NEW YORK—Computer Sciences Corporation will pay $190 million to settle charges of accounting fraud that inflated earnings five years ago, U.S. securities regulators announced Friday.

Five of eight former CSC executives who were charged agreed to settle, including former chief executive Michael Laphen, who will return to the company $3.7 million in compensation and also pay a $750,000 penalty, the Securities and Exchange Commission said.

The SEC said CSC began one aspect of its fraud when it discovered it would lose money on a contract with Britain's National Health Services because it would miss deadlines.

CSC officials changed their accounting models on the NHS contract in ways "that artificially increased its profits but had no basis in reality," the SEC said.

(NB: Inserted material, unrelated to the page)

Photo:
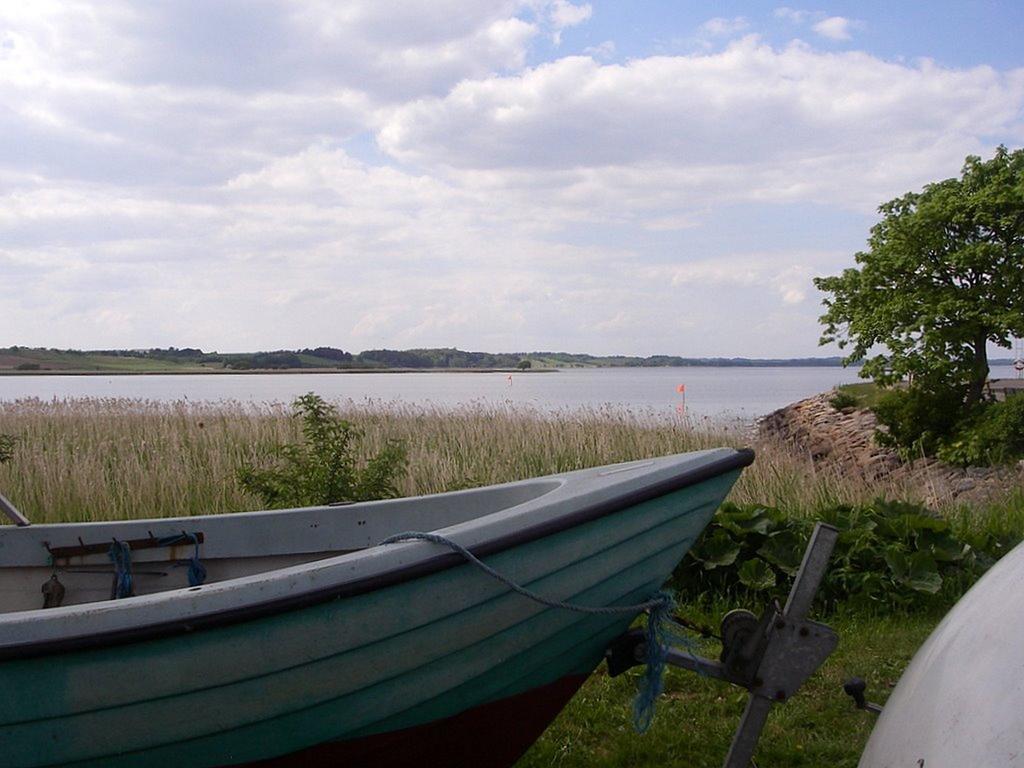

These changes allowed CSC to avoid big hits to earnings in 2010 and 2011. The SEC also accused Laphen and former chief financial officer Michael Mancuso of misleading statements about the NHS contract.

"When companies face significant difficulties impacting their businesses, they and their top executives must truthfully disclose this information to investors," said SEC director of enforcement Andrew Ceresney.

"CSC repeatedly based its financial results and disclosures on the NHS contract it was negotiating rather than the one it actually had, and misled investors about the true status of the contract."

The SEC also found that CSC staff in Australia overstated earnings in 2009 by failing to record required expenses. 

In the Nordic region, the SEC found "a variety of accounting manipulations" to fraudulently lift earnings, including improperly accounting for client disputes and overstating assets.

CSC said it neither admitted nor denied the SEC's allegations. The company has previously implemented a number of steps to train employees, hire compliance staff and boost internal controls.

CSC described the broad terms of the settlement in a December 2014 securities filing. The agreement was approved by the SEC Thursday, the company said.

The SEC's announcement follows a Bloomberg report Thursday that CSC was in talks to be acquired by Hewlett-Packard before negotiations broke down last month. CSC provides information technology integration services to private and government clients.

In mid-morning trade, CSC shares fell 0.3% to $67.52.